The puppets are also incredibly persistent, able to endure within the darkness of their tombs for centuries or even millennia. Though this sounds impossible, and I doubted it at first, it is true, for I saw these monsters lumber into motion from stillness myself. The Lady Indili explained how this was so, as a difference in the use of energy. A golem, unlike a living being, expends energy only to utilize its senses and move its limbs. Sitting perfectly still in total darkness, it uses almost nothing, drawing upon reserves only when disturbed. Just as a snake might eat but once a month while a cat of the same weight requires a mouse every day, the puppet constructs can endure privation upon the scale of stone. If roused, however, and forced into battle, their reserves expire swiftly indeed.

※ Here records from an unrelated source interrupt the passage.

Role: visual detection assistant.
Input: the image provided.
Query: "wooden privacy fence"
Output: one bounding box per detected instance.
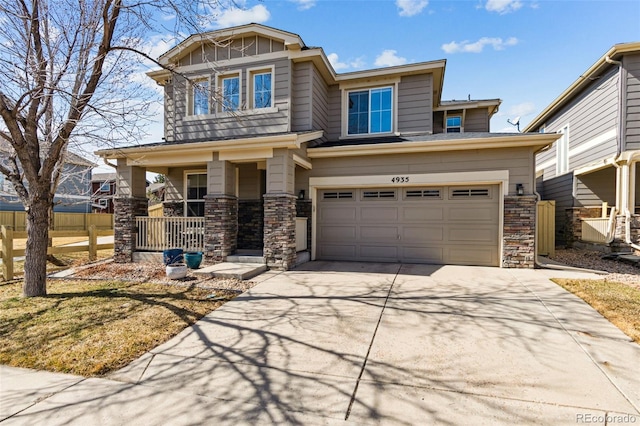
[0,225,113,281]
[536,200,556,256]
[0,211,113,232]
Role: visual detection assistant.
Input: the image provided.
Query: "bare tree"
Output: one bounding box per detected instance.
[0,0,234,297]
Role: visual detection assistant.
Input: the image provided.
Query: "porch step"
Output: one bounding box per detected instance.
[191,262,267,280]
[227,254,267,264]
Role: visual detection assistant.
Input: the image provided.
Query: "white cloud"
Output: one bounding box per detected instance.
[290,0,316,10]
[327,53,365,71]
[216,4,271,27]
[441,37,518,53]
[485,0,522,15]
[396,0,429,16]
[375,50,407,67]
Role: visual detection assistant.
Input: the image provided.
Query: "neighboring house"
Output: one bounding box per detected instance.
[0,141,95,213]
[524,42,640,251]
[98,24,558,269]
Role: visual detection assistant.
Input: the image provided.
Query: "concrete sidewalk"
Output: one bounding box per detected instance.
[0,262,640,426]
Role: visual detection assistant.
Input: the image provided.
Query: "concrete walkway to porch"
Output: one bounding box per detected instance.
[0,262,640,426]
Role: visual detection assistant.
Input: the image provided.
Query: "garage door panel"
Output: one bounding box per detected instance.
[402,246,444,263]
[360,207,398,223]
[360,244,400,262]
[316,185,500,266]
[318,206,356,223]
[402,226,444,243]
[360,226,398,242]
[402,206,445,222]
[319,225,357,242]
[447,206,498,223]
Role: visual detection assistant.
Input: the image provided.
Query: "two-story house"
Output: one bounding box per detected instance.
[524,42,640,251]
[98,24,558,269]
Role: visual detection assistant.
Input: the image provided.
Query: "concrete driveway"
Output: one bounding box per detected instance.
[0,262,640,426]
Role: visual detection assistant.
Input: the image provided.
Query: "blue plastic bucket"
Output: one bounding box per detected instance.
[184,251,202,269]
[162,249,184,265]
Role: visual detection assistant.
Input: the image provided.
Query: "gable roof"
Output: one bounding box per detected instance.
[523,42,640,133]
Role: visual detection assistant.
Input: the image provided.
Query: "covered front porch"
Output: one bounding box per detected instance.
[567,152,640,253]
[98,132,322,270]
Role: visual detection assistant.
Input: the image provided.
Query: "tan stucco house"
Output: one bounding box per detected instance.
[98,24,558,269]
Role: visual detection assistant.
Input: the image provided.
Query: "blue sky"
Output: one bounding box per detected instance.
[142,0,640,141]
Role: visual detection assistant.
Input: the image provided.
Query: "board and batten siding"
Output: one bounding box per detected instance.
[397,74,433,133]
[536,67,619,180]
[310,148,534,194]
[622,54,640,150]
[174,58,291,140]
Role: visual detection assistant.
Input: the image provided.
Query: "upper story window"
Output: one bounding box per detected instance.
[190,79,209,115]
[249,69,273,109]
[556,125,569,175]
[447,115,462,133]
[220,75,240,111]
[347,87,393,135]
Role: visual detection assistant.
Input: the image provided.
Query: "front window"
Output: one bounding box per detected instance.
[347,87,393,135]
[222,76,240,111]
[447,116,462,133]
[253,72,272,109]
[185,173,207,217]
[191,80,209,115]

Many treasure hunters seeking the wealth hidden beneath the Tasgusun Hills have fallen to such guardians. The Redbone Explorers knew these monsters well, for wizards create such puppets even to this very day and they are found haunting many abandoned places. They also know means to defeat them effectively. Iron rods driven into the joints binds their motions and turns the great strength of these stone bodies against their own frame until they tear themselves apart, but such measures are not easily deployed in light-less confined spaces. Unfortunately, events sometimes flushed these puppets into the wild, for the churn of ice and snow, over endless turning of the seasons, breaks down even stone vaults. Burrowing action by animals and plant roots also contributes to cracking open that which was once sealed. A puppet, bound by simple orders to attack all intruders, for their mindless nature can accomplish nothing more complex, may chase a beast for hours and rampage through any village or encampment it happens to encounter.
In order to mitigate such difficulties, the Bahab sought out the services of Lady Indili, for the powers of a master of essence sorcery are ideal to probe empty tombs and discover which puppets remained active and which had decayed through the passage of time. This service, which promised great riches, drew her, the Redbone Explorers, and myself deep into the Tasgusun Hills.